SWEET DREAMS By offering a gentle horizontal rocking motion, this bed led to faster and deeper sleep in a study of healthy young adults.

So for the new study, Bayer and her colleagues invited 18 healthy young adults for several laboratory sleepovers, with one night spent on a rocking bed and one night spent on a stationary one. All the while, the researchers measured the people’s brain activity by electroencephalogram, or EEG, which can spot electrical signs of certain sleep stages.

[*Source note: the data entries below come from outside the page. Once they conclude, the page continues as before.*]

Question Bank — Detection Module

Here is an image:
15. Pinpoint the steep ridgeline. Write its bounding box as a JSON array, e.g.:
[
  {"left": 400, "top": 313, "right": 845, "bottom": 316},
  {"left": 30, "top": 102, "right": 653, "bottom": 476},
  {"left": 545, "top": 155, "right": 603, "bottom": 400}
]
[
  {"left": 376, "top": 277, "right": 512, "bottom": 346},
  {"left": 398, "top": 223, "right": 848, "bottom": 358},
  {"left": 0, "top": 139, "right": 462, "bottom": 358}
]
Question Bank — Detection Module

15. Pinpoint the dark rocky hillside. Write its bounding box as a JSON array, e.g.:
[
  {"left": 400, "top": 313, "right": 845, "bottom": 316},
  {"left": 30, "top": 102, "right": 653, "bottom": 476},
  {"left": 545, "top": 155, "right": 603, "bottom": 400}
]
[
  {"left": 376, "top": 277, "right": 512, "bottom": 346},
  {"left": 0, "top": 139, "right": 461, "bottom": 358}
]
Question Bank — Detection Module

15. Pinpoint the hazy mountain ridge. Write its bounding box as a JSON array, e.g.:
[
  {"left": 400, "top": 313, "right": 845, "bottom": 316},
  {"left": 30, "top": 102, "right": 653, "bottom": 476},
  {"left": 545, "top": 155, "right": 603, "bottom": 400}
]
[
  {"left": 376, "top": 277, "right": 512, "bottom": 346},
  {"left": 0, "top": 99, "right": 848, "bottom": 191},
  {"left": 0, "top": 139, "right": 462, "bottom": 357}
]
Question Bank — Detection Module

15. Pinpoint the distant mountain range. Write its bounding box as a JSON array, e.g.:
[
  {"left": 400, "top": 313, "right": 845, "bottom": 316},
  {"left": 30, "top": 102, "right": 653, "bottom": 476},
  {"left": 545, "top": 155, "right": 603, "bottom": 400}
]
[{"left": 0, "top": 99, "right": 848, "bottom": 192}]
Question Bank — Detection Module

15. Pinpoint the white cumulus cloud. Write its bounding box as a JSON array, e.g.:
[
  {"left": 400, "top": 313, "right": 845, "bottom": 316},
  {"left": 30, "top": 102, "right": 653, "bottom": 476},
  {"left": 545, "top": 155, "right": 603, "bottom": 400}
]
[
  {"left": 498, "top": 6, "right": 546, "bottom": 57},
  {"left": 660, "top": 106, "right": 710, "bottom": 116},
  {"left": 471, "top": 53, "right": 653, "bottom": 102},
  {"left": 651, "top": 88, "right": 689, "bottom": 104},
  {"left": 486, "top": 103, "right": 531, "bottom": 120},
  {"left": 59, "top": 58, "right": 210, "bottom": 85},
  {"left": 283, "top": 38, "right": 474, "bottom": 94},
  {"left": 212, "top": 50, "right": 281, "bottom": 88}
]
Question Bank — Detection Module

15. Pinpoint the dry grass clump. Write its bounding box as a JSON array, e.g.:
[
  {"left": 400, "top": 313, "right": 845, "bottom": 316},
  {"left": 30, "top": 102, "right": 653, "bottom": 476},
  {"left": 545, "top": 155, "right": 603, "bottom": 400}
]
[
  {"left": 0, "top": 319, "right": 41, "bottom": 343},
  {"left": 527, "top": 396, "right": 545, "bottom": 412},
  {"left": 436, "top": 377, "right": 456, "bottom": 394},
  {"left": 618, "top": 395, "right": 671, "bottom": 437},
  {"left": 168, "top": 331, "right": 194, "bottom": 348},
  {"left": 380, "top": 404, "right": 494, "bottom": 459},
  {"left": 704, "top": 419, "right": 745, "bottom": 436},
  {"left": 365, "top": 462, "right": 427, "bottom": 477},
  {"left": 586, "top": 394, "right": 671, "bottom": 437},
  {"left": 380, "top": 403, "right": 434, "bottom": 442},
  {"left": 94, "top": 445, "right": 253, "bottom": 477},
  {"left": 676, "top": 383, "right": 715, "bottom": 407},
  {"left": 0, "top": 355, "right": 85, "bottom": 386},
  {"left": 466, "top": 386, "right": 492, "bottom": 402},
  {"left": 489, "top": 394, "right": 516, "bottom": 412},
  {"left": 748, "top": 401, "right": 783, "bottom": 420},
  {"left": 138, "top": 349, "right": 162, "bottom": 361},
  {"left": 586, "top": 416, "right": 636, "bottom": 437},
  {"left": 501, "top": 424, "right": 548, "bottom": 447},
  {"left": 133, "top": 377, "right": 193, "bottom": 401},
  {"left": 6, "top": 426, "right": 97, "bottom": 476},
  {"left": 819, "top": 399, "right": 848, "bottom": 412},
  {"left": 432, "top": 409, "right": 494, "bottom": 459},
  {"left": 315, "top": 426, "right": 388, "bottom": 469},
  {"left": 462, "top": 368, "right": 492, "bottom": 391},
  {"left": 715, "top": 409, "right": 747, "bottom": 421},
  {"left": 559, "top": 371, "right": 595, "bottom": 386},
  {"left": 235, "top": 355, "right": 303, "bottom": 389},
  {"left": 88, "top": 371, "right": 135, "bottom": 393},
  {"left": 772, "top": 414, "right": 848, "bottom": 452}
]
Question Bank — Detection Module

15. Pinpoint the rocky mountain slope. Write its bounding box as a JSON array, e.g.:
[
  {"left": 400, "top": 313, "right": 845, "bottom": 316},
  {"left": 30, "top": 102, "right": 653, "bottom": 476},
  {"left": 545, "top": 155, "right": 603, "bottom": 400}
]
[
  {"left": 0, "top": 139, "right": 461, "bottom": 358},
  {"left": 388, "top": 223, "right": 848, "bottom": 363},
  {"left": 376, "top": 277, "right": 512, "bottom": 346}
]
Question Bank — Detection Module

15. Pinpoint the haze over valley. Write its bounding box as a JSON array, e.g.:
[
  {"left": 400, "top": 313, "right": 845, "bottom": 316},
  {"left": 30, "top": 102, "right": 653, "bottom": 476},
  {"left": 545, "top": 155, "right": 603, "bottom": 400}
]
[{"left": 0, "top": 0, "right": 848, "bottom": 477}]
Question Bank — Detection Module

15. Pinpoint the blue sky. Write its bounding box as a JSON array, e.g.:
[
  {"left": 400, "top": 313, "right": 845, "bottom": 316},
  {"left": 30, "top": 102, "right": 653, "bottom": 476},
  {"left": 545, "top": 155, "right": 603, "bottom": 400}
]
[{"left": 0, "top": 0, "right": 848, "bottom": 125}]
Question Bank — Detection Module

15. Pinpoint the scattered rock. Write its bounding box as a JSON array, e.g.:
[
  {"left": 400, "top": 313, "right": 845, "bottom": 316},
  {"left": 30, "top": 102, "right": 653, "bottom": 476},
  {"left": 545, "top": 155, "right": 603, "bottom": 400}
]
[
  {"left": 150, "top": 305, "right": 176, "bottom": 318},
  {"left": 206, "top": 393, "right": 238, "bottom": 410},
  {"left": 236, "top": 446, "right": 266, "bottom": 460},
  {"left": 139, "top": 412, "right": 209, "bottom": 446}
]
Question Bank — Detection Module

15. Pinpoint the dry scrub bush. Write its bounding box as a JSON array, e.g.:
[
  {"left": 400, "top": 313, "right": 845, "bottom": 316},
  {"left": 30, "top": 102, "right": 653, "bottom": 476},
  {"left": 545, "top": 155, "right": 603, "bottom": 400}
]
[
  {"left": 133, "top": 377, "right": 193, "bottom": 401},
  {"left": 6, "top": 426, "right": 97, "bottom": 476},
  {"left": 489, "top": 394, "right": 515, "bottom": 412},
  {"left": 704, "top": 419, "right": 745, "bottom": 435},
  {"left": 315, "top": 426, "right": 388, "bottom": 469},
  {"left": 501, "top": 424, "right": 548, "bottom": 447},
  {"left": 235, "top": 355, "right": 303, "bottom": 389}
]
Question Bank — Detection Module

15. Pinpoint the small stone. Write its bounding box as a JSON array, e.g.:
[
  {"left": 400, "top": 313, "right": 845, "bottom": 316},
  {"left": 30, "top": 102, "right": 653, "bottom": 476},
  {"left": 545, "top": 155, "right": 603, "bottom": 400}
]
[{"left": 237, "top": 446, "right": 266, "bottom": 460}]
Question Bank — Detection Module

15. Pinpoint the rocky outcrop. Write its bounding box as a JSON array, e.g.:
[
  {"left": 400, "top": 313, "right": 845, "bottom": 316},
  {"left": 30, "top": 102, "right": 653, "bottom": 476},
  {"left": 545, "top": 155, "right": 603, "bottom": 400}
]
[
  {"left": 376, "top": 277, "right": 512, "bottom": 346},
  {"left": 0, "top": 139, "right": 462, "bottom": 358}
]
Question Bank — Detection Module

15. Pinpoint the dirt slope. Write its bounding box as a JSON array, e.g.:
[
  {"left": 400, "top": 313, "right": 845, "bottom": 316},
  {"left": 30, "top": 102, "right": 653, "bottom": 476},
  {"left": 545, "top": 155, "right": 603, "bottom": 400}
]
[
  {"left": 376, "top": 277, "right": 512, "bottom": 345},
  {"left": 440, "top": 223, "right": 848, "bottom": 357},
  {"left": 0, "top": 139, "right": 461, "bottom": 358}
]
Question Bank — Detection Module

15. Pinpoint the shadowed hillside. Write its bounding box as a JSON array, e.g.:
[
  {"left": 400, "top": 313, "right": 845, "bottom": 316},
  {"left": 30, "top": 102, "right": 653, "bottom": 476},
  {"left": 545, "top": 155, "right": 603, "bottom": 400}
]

The rhythmic motion affected people’s sleeping brains. Study participants fell asleep faster while being rocked, the researchers found. In a stationary bed, people took an average of 16.7 minutes to reach a light stage of non-REM sleep called N2. But when rocked, the young adults hit this sleep stage after an average of 10 minutes. Rocked people also spent more time in a deep non-REM stage of sleep called N3, and had fewer wake-ups. And rocking boosted the number of sleep spindles — fast bursts of brain activity that mark good sleep (SN Online: 8/10/10).

Before people fell asleep, they learned pairs of words, and then were given a memory test the next morning. After a night of rocking, people were better at remembering the words, an improvement that suggested higher quality sleep.

Mice, like people, also sleep better while jiggled, a related study by many of the same researchers found. The vestibular system, which detects motion and helps coordinate balance, seems to be key to translating the rocking motion into sleep benefits. That study, also published in the Feb. 4 Current Biology, hints that rhythmic movement signals can help shape brain activity during sleep.

Rocking while asleep might be particularly helpful to people with insomnia, Bayer says. “If rocking can help this population to sleep better, it will be a nice alternative or a natural complement” to sleeping pills.